Question:3sqrt(a + 1) - 2sqrt(b - 5) = 133sqrt(a + 1) + 2sqrt(b - 5) = 35The pair (a, b)...
GMAT Algebra : (Alg) Questions
\(3\sqrt{\mathrm{a + 1}} - 2\sqrt{\mathrm{b - 5}} = 13\)
\(3\sqrt{\mathrm{a + 1}} + 2\sqrt{\mathrm{b - 5}} = 35\)
The pair (a, b) is the solution to the system of equations shown, where a and b are real numbers with \(\mathrm{a} \geq -1\) and \(\mathrm{b} \geq 5\). What is the value of a?
1. TRANSLATE the problem information
- Given system:
- \(3\sqrt{\mathrm{a + 1}} - 2\sqrt{\mathrm{b - 5}} = 13\)
- \(3\sqrt{\mathrm{a + 1}} + 2\sqrt{\mathrm{b - 5}} = 35\)
- Find: value of a
- Constraints: \(\mathrm{a} \geq -1\) and \(\mathrm{b} \geq 5\)
2. INFER the strategic approach
- The radical expressions make this system look complicated, but notice both equations contain the same two radical terms: \(3\sqrt{\mathrm{a + 1}}\) and \(2\sqrt{\mathrm{b - 5}}\)
- Key insight: Use substitution to treat these complex expressions as simple variables
- This transforms a radical system into a basic linear system
3. SIMPLIFY using substitution
- Let \(\mathrm{U} = 3\sqrt{\mathrm{a + 1}}\) and \(\mathrm{V} = 2\sqrt{\mathrm{b - 5}}\)
- The system becomes:
- \(\mathrm{U - V} = 13\)
- \(\mathrm{U + V} = 35\)
4. SIMPLIFY the linear system
- Add both equations to eliminate V:
\(\mathrm{(U - V) + (U + V)} = 13 + 35\)
\(2\mathrm{U} = 48\)
\(\mathrm{U} = 24\)
5. SIMPLIFY to find the original variable
- Since \(\mathrm{U} = 3\sqrt{\mathrm{a + 1}} = 24\):
\(\sqrt{\mathrm{a + 1}} = 8\) - Square both sides:
\(\mathrm{a + 1} = 64\)
\(\mathrm{a} = 63\)
Answer: 63
Why Students Usually Falter on This Problem
Most Common Error Path:
Weak INFER skill: Students attempt to solve the system directly with the radical expressions rather than recognizing the substitution strategy.

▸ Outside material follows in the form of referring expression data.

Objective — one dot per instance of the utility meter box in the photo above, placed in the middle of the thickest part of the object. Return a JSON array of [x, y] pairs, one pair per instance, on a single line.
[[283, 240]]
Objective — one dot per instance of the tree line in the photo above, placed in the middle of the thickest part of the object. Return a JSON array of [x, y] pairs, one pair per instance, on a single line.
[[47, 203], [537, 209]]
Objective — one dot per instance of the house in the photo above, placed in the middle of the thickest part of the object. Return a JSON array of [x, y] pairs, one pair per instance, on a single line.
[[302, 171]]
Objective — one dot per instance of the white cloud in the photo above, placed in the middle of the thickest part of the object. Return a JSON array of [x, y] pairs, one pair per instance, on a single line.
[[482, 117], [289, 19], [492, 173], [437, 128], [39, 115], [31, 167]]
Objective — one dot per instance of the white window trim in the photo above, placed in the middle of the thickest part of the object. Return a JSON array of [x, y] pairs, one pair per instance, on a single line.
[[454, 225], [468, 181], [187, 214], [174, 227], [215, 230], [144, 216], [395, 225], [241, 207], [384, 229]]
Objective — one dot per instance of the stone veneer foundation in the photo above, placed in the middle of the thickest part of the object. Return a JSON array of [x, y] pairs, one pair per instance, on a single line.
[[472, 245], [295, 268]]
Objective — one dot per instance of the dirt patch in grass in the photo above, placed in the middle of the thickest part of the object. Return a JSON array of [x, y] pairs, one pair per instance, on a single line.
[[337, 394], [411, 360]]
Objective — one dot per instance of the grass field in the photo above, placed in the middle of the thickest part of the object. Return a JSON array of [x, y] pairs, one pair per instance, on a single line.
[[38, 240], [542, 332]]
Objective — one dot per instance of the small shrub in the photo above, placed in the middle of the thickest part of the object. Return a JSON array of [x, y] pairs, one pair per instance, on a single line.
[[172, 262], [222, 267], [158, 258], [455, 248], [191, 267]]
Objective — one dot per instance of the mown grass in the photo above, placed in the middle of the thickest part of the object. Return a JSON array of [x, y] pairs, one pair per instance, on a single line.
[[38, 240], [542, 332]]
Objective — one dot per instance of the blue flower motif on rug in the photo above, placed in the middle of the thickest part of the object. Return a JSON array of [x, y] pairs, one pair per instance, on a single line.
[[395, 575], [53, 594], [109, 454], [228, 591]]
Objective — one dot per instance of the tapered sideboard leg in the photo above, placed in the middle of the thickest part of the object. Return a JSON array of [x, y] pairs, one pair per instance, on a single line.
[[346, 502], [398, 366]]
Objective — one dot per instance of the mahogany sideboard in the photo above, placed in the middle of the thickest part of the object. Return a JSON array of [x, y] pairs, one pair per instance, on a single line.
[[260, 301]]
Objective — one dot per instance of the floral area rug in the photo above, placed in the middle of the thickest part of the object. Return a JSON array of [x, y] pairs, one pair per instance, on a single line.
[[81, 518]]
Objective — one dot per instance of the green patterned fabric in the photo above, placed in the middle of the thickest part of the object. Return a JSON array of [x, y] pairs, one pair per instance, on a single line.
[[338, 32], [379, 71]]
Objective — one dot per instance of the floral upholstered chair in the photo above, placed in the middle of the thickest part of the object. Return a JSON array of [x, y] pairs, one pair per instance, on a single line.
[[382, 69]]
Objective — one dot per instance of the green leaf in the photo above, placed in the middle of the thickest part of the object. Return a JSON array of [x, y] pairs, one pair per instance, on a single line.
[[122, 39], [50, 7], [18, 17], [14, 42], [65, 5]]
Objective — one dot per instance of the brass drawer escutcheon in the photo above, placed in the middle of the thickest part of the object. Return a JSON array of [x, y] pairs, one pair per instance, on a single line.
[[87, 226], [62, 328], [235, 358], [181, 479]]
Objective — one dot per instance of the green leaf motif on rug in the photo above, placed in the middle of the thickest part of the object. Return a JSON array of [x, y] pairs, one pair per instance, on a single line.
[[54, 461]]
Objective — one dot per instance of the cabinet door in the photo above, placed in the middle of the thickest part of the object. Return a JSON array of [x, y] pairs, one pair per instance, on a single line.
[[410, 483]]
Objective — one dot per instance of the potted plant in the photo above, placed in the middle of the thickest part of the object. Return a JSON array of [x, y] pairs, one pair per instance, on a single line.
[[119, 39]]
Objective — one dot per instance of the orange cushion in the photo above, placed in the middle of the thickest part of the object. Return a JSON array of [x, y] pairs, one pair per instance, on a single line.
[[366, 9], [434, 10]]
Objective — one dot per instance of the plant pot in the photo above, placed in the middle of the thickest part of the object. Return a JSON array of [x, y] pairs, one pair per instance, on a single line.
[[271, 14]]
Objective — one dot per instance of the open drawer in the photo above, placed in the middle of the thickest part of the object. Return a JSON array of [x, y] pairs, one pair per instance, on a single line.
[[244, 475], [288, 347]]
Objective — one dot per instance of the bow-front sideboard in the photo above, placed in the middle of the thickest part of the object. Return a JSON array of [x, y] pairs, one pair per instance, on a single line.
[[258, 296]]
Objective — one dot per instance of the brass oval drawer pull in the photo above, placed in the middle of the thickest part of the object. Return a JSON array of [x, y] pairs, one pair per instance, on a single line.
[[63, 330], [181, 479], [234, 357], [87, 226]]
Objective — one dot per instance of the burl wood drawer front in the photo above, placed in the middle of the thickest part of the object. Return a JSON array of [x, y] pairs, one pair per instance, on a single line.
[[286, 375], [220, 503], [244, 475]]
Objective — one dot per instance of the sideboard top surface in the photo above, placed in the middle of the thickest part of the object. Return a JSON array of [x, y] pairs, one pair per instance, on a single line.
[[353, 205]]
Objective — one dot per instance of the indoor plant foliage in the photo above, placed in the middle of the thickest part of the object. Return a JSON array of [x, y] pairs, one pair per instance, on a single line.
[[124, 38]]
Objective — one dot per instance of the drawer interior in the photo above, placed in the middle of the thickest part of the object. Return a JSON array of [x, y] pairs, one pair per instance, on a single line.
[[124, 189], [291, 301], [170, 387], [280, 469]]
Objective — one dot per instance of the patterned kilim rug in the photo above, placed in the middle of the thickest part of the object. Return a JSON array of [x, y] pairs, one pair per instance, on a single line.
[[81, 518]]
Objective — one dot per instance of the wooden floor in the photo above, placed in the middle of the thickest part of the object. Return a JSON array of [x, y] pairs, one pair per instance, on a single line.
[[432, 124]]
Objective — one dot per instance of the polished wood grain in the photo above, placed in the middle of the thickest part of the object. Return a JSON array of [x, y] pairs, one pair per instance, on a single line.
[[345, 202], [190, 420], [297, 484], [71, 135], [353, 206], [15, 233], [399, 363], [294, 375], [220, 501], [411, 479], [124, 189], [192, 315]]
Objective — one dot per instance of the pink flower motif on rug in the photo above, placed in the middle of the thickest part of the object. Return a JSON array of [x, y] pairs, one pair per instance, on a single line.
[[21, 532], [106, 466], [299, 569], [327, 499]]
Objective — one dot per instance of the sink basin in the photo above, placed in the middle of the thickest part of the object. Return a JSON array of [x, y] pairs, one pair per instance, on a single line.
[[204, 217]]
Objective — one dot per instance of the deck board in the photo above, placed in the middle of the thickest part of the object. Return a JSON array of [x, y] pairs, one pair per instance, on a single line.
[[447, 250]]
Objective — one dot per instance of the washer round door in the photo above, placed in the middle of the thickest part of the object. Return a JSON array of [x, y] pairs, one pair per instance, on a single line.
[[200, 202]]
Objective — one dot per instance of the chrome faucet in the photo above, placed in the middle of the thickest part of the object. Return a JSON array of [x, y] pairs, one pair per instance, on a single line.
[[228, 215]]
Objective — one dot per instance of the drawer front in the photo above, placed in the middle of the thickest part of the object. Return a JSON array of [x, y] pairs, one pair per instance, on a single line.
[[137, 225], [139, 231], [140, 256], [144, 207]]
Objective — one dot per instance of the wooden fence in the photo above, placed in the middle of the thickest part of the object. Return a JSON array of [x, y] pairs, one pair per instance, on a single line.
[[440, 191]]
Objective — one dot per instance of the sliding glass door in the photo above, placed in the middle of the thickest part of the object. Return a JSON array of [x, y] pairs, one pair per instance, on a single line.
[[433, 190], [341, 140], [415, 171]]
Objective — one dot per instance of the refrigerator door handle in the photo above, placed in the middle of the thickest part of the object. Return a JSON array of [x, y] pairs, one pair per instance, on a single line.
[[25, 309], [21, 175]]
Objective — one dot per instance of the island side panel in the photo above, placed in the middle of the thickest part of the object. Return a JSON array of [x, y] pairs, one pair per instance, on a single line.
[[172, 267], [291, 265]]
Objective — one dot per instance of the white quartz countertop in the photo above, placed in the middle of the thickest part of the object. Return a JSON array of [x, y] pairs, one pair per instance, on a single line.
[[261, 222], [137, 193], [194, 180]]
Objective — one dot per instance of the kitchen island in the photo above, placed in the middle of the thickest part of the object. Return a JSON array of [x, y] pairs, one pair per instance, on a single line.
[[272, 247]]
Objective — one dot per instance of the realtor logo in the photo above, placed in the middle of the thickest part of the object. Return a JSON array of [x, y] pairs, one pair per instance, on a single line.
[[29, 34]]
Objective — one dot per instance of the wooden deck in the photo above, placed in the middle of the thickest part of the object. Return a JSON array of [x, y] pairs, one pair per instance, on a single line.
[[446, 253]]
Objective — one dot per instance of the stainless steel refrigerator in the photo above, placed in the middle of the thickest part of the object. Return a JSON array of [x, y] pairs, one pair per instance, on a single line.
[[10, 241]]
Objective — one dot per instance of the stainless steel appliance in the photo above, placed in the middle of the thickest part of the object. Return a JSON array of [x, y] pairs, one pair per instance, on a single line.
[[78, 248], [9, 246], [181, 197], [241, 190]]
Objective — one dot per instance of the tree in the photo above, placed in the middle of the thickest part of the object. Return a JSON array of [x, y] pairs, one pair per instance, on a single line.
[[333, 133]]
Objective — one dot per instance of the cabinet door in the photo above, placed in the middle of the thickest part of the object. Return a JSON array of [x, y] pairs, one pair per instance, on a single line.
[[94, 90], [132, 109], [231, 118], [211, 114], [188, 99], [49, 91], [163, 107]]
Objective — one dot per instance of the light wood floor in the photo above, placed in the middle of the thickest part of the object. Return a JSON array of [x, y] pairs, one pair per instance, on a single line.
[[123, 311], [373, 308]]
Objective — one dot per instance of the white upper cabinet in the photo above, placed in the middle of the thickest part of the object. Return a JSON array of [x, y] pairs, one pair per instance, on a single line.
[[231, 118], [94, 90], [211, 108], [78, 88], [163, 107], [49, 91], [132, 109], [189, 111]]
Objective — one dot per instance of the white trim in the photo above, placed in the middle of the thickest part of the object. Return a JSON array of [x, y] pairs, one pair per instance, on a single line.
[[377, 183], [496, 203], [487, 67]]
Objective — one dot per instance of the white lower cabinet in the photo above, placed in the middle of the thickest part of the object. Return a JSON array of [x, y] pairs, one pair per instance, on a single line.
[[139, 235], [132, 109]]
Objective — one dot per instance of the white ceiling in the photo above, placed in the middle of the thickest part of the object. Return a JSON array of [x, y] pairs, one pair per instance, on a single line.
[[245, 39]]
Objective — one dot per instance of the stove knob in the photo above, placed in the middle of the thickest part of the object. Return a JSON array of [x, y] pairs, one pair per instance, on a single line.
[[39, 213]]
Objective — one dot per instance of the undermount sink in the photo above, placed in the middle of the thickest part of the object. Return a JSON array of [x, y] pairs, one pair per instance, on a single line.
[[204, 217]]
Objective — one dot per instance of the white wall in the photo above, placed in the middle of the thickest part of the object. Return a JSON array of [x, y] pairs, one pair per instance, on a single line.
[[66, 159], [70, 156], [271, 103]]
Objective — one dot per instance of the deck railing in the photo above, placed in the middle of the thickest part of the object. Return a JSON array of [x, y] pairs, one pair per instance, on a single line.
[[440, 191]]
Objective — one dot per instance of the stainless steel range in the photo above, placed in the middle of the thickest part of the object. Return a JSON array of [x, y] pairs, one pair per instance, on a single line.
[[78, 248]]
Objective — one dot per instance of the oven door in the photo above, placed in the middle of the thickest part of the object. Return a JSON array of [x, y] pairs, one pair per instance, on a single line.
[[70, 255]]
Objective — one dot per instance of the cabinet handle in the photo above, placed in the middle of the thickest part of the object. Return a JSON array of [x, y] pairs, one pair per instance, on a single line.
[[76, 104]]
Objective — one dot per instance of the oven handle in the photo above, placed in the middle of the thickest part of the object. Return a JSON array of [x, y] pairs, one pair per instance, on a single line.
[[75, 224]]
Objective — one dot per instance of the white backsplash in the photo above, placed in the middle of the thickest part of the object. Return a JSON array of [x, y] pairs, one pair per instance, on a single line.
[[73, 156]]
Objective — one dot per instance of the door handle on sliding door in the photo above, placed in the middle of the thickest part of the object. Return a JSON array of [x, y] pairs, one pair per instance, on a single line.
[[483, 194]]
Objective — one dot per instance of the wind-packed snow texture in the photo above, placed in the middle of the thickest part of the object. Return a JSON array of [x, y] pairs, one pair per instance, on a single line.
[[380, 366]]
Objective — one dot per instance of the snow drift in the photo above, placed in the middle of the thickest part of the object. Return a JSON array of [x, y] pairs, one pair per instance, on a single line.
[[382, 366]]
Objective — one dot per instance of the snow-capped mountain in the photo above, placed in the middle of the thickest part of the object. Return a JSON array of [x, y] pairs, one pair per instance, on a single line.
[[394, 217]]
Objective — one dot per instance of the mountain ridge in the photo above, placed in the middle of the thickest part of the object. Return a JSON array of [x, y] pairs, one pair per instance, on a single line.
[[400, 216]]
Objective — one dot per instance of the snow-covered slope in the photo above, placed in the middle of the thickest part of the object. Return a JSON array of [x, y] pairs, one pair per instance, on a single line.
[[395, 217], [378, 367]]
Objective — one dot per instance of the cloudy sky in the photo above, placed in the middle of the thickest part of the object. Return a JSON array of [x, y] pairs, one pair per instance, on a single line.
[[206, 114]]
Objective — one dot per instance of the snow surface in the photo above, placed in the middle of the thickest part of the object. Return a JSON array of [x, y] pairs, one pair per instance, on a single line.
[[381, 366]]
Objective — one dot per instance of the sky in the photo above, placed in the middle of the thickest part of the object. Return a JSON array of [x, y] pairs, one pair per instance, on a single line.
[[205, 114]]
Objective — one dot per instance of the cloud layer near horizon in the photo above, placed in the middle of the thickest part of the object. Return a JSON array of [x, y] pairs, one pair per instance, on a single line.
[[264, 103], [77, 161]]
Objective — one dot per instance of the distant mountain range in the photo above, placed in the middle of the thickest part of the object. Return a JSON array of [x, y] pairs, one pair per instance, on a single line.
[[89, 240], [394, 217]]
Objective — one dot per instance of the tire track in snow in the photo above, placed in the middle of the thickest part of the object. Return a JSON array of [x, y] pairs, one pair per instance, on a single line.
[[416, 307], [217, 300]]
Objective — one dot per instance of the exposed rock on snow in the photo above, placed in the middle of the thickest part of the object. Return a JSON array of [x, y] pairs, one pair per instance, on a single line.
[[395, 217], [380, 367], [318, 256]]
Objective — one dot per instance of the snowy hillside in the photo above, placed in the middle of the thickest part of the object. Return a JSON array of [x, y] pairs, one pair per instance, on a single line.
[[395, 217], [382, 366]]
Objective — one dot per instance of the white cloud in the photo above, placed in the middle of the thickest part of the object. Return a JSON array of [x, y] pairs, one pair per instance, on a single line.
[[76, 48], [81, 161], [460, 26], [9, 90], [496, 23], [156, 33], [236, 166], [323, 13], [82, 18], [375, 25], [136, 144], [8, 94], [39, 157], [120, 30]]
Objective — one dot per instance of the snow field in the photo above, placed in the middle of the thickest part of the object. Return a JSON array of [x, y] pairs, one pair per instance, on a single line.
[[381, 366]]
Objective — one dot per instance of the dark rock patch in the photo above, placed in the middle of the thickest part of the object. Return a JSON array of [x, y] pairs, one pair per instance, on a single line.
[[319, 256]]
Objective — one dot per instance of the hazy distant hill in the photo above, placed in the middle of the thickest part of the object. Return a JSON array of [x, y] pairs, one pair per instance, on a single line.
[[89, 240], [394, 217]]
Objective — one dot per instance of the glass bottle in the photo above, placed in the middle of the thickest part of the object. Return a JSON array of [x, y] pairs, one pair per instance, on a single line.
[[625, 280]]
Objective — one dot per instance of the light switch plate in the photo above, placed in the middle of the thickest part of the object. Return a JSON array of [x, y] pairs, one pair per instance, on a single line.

They might try to isolate one radical in each equation, leading to expressions like \(\sqrt{\mathrm{a + 1}} = \frac{13 + 2\sqrt{\mathrm{b - 5}}}{3}\), creating an even more complex system. This approach becomes algebraically unwieldy and often leads to computational errors or complete confusion, causing them to abandon systematic solution and guess.
Second Most Common Error:
Poor SIMPLIFY execution: Students correctly identify the substitution approach but make arithmetic errors in the linear system solution.
For example, when adding \(\mathrm{U - V} = 13\) and \(\mathrm{U + V} = 35\), they might incorrectly get \(2\mathrm{U} = 22\) instead of \(2\mathrm{U} = 48\), leading to \(\mathrm{U} = 11\). This gives \(\sqrt{\mathrm{a + 1}} = \frac{11}{3}\), and ultimately \(\mathrm{a} \approx 12.4\), which doesn't match the expected integer answer and leads to confusion.
The Bottom Line:
This problem tests whether students can recognize when a strategic substitution dramatically simplifies what initially appears to be a complex system. The key insight is treating the radical expressions as single units rather than trying to manipulate them individually.